STOP TRYING TO FIX THE MIRROR
The agony of abandonment is not a failure of your "inner work"; it is the violent evidence that you are still using other people as an artificial lung to breathe for you
The Mechanics of the Void
From the perspective of Pnimiyut HaTorah (the inner dimensions of the Torah), deep abandonment anxiety does not begin with the partner. It begins at a much deeper root—a profound internal disconnection from your own Source. When the soul lacks an internal anchor, it becomes addicted to external validation. It doesn’t “attract” abandonment; it is mechanically drawn to unstable dynamics because the soul is frantically trying to resolve its own internal displacement.
You feel like you “failed” because the relationship ended despite your efforts. This is a misunderstanding of the hardware. Inner work (Tikkun HaMidot) is not a transaction where you “do the reps” in exchange for a guaranteed external outcome. Inner work is the process of building a vessel that can stand alone. If the relationship collapsed because the other person couldn’t provide the security you demanded, the system isn’t failing you. It is showing you exactly where your “security” was still outsourced.
The Architecture of Autonomy
The pain you are experiencing right now is the most honest information you have ever received. It is the raw, unedited data of your own soul learning to breathe without an external ventilator. Abandonment anxiety only heals when the individual becomes a “safe place” for themselves. This doesn’t mean you don’t need love. It means you stop treating love like a hostage negotiation for your own survival. The solitude you feel now is not a mistake; it is the necessary “vacuum” state where the internal Malchut (Sovereignty) is finally forced to stabilize.
ORIYA’S NOTE
You are treating your spiritual growth like a vending machine.
You think that if you “do the inner work,” “fix your traits,” and “meditate on your security,” the universe is obligated to drop a perfect, permanent partner into your lap. And when that partner leaves, you feel betrayed by the process. You think, I did the work! Why is the mirror still showing me a broken image?
The mirror is showing you the truth: You weren’t working on yourself to become whole; you were working on yourself as a strategy to keep him from leaving.
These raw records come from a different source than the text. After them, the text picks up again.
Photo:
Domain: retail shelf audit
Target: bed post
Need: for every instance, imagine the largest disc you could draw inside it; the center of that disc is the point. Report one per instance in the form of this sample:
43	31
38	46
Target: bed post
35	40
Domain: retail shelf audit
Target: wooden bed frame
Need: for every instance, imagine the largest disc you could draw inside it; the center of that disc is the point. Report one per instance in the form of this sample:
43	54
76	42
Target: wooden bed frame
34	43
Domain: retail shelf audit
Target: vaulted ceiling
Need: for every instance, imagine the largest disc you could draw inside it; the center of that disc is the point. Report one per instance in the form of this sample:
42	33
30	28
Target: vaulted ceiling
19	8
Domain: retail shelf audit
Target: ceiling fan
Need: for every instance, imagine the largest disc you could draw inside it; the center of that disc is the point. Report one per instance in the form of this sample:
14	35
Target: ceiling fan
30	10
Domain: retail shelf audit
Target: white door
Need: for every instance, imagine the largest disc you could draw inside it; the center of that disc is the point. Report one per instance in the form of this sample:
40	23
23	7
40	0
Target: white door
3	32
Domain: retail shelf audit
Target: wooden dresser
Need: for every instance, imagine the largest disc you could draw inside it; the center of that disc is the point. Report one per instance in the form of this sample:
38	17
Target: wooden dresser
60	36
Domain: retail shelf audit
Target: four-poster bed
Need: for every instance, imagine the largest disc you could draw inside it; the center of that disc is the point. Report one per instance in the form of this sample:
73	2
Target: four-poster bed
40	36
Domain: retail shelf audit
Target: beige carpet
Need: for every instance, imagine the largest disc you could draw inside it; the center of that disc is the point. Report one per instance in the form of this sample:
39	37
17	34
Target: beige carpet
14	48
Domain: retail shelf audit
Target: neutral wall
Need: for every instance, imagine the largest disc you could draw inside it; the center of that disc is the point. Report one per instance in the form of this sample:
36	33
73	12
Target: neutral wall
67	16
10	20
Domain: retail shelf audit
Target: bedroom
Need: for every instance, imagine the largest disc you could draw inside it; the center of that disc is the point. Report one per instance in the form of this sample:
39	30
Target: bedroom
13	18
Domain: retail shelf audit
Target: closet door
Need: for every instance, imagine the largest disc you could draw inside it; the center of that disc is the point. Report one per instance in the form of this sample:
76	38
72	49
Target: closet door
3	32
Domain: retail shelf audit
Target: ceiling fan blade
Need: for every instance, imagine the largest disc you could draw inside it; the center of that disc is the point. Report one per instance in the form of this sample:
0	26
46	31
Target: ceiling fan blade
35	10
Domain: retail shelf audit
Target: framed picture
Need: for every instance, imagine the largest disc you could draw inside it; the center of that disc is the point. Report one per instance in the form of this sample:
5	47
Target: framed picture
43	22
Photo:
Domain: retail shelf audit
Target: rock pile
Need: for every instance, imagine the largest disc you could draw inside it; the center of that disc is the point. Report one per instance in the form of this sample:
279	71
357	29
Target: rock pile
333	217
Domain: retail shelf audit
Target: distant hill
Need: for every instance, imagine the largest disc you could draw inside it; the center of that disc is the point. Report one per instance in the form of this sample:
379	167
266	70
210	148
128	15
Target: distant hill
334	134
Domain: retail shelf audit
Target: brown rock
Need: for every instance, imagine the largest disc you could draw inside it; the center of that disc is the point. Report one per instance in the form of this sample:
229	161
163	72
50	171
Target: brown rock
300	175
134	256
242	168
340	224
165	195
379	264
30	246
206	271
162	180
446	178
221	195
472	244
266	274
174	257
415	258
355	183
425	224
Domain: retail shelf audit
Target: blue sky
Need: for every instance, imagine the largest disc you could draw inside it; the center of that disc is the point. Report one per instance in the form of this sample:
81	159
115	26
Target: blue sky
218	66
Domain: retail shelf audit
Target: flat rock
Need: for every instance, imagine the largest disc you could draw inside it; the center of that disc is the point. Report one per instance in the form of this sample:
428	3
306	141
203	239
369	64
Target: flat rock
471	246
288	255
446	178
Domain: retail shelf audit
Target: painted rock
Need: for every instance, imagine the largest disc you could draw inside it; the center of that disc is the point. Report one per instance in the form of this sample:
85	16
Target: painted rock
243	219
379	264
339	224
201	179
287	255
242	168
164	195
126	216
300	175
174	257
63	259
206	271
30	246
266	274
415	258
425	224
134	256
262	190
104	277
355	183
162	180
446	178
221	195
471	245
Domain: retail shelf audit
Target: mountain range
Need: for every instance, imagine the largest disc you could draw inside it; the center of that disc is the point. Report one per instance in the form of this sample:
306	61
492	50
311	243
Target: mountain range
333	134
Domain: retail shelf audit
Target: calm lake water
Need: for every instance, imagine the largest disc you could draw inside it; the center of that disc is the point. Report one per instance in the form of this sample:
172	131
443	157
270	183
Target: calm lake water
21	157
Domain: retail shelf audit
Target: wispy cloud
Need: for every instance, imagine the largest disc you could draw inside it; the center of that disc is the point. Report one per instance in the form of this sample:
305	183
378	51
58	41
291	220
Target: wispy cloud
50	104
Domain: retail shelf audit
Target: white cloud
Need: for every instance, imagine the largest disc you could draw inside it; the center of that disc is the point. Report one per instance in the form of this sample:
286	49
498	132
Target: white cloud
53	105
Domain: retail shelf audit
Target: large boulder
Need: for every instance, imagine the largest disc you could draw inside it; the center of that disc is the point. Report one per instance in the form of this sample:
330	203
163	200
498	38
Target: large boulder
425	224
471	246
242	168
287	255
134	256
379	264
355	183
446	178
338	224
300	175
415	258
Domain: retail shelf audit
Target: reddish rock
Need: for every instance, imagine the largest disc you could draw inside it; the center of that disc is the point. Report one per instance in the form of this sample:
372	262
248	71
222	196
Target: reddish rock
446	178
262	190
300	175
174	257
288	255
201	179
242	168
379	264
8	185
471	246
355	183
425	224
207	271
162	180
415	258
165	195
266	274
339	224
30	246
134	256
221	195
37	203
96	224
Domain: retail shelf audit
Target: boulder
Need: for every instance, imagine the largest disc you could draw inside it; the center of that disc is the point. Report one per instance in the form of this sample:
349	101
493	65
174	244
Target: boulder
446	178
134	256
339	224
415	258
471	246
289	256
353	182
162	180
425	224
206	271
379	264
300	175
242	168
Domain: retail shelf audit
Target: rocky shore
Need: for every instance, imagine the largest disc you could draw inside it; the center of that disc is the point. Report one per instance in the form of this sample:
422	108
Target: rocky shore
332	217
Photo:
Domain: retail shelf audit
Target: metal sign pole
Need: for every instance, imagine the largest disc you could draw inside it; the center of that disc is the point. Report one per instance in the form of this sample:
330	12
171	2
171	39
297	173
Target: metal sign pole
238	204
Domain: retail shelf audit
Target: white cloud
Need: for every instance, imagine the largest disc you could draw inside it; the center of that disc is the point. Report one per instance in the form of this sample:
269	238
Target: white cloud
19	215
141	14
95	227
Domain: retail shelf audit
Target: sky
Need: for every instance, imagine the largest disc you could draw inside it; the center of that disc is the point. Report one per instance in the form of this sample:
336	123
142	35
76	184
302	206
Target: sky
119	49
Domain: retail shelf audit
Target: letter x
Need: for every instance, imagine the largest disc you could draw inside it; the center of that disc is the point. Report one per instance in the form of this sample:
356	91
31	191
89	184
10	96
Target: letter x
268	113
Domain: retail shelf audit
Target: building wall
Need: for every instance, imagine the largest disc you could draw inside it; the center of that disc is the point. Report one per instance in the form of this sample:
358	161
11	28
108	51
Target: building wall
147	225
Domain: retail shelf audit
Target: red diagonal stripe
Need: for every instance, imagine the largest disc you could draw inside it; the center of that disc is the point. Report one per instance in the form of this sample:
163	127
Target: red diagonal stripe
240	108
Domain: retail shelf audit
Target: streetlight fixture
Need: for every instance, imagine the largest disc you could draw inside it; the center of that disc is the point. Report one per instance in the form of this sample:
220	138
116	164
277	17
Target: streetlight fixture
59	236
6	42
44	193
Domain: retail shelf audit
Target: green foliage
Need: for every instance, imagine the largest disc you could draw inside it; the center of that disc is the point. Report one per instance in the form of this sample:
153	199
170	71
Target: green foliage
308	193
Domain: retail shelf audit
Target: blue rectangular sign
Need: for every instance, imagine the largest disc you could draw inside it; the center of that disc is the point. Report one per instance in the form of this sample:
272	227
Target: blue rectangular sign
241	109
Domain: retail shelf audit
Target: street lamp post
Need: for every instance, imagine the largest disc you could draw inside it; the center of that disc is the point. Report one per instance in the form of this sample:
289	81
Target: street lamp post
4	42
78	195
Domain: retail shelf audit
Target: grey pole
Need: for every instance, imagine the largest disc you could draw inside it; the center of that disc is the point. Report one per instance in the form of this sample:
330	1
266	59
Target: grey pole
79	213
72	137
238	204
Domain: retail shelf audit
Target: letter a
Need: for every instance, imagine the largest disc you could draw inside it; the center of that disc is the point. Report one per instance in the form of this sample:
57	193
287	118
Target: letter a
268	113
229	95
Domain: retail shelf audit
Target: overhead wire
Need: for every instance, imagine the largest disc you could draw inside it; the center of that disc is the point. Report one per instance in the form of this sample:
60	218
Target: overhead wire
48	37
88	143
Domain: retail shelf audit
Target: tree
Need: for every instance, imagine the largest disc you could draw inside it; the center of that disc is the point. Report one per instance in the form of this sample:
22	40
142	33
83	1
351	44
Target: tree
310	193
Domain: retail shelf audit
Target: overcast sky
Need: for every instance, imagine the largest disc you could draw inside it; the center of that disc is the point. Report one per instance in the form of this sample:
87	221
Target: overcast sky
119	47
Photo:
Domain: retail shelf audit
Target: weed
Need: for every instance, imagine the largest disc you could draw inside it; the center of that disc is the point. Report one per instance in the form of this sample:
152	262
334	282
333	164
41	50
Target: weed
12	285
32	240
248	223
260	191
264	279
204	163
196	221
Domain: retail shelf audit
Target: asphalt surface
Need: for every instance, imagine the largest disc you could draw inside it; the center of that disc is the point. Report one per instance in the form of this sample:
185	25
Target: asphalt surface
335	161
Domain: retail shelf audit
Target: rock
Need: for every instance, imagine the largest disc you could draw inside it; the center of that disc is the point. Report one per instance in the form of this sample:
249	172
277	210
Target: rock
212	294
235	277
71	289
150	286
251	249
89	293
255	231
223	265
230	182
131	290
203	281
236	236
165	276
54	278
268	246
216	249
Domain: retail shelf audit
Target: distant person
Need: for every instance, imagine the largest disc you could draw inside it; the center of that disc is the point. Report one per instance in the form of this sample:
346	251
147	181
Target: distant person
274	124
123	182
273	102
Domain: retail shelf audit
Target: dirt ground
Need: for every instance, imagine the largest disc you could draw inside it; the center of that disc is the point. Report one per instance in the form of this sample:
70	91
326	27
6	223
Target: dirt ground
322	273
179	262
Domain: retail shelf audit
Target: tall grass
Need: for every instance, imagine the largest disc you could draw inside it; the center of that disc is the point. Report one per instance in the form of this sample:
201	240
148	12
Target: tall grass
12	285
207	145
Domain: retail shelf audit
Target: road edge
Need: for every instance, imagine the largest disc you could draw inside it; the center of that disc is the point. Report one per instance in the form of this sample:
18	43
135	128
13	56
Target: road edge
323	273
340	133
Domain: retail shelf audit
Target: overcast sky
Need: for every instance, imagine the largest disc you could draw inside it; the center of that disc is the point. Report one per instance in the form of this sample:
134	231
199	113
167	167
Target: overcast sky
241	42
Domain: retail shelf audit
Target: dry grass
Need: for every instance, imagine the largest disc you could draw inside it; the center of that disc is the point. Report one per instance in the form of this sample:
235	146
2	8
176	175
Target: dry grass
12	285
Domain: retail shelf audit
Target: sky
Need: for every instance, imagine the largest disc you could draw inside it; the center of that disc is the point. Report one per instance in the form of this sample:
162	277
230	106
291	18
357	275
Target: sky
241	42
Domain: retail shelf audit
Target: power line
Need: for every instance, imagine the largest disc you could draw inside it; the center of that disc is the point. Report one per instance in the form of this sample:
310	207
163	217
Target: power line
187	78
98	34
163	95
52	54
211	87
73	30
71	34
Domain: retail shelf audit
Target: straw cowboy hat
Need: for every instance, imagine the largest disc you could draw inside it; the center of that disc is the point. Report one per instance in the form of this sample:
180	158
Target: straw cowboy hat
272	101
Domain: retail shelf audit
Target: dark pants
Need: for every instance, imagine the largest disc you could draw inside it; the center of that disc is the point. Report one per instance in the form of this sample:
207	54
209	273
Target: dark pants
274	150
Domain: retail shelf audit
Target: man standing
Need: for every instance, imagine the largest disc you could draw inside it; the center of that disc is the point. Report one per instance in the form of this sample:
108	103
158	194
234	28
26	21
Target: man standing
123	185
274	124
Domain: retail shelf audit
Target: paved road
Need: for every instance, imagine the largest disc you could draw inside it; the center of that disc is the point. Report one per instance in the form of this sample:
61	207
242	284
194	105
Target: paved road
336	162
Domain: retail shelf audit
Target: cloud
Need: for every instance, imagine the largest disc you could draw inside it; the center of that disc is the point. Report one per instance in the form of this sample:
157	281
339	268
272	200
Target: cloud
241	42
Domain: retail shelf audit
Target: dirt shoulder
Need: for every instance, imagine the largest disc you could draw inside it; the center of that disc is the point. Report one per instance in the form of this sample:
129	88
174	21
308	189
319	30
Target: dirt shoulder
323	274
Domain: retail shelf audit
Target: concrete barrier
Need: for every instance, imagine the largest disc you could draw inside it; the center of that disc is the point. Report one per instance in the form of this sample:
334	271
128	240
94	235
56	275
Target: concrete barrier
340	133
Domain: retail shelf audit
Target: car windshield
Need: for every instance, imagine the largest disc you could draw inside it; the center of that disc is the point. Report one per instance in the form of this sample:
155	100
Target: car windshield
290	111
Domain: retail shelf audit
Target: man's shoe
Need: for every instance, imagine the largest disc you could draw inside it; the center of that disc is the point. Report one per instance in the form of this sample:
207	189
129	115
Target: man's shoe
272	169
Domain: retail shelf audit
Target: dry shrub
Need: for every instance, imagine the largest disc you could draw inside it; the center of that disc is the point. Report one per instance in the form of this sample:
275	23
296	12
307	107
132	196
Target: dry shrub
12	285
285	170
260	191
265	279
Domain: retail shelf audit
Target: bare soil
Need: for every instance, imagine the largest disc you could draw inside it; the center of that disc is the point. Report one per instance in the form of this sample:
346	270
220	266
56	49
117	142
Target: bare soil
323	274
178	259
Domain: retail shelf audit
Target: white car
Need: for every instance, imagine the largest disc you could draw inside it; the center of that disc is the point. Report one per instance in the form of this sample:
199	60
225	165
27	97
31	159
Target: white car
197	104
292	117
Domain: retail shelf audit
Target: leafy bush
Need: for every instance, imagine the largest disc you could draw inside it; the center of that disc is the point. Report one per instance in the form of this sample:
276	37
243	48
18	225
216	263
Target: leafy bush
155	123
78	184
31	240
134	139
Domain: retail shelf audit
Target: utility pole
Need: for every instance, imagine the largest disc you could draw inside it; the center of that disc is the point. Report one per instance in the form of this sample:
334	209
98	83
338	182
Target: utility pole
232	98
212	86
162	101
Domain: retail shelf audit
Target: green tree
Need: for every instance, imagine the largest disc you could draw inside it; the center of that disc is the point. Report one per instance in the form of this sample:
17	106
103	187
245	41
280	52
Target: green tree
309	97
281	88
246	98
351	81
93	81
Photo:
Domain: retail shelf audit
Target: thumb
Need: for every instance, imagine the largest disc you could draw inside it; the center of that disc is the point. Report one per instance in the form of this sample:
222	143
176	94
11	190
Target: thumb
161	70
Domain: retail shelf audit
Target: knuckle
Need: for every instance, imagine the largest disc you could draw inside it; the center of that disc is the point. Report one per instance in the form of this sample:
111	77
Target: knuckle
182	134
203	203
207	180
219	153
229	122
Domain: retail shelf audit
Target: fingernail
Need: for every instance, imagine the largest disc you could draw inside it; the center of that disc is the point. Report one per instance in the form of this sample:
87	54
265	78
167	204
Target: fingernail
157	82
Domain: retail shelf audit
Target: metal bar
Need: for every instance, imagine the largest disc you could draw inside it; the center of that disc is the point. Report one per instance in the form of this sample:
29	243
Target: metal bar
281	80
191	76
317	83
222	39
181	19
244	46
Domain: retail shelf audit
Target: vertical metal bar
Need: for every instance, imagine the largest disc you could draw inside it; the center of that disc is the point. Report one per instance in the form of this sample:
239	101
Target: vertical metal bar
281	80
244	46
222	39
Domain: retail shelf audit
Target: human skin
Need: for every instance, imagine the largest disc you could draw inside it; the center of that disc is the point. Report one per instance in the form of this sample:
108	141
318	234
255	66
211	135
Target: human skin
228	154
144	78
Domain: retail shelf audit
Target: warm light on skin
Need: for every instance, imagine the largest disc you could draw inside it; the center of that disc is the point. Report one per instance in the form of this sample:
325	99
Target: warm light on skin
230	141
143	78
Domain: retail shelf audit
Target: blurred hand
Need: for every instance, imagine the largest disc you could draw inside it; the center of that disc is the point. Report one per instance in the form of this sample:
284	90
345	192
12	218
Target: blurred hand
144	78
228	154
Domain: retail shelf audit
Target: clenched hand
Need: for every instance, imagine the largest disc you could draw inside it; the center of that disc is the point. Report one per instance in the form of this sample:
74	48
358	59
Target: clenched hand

It was a performance. You were “improving” so you could finally be “good enough” to deserve a person who would never abandon you. That isn’t spiritual growth; that’s just a more sophisticated version of the same old terror.
The reason you are in so much pain right now is that the Source has finally taken away the crutch. You are standing in the void, and for the first time in your life, you are forced to actually be with yourself without a distraction.
Stop asking what you “missed.” You didn’t miss anything. You just reached the part of the surgery where the anesthesia wears off. This loneliness is not your enemy; it is the floor. It is the first solid ground you have ever stood on. Stop trying to find someone to pull you out of it. Sit on the floor. Feel the agonizing weight of your own existence. Realize that even in this absolute, crushing solitude, you are still here, and the Source is still breathing into you. You aren’t “abandoned.” You are finally being introduced to yourself.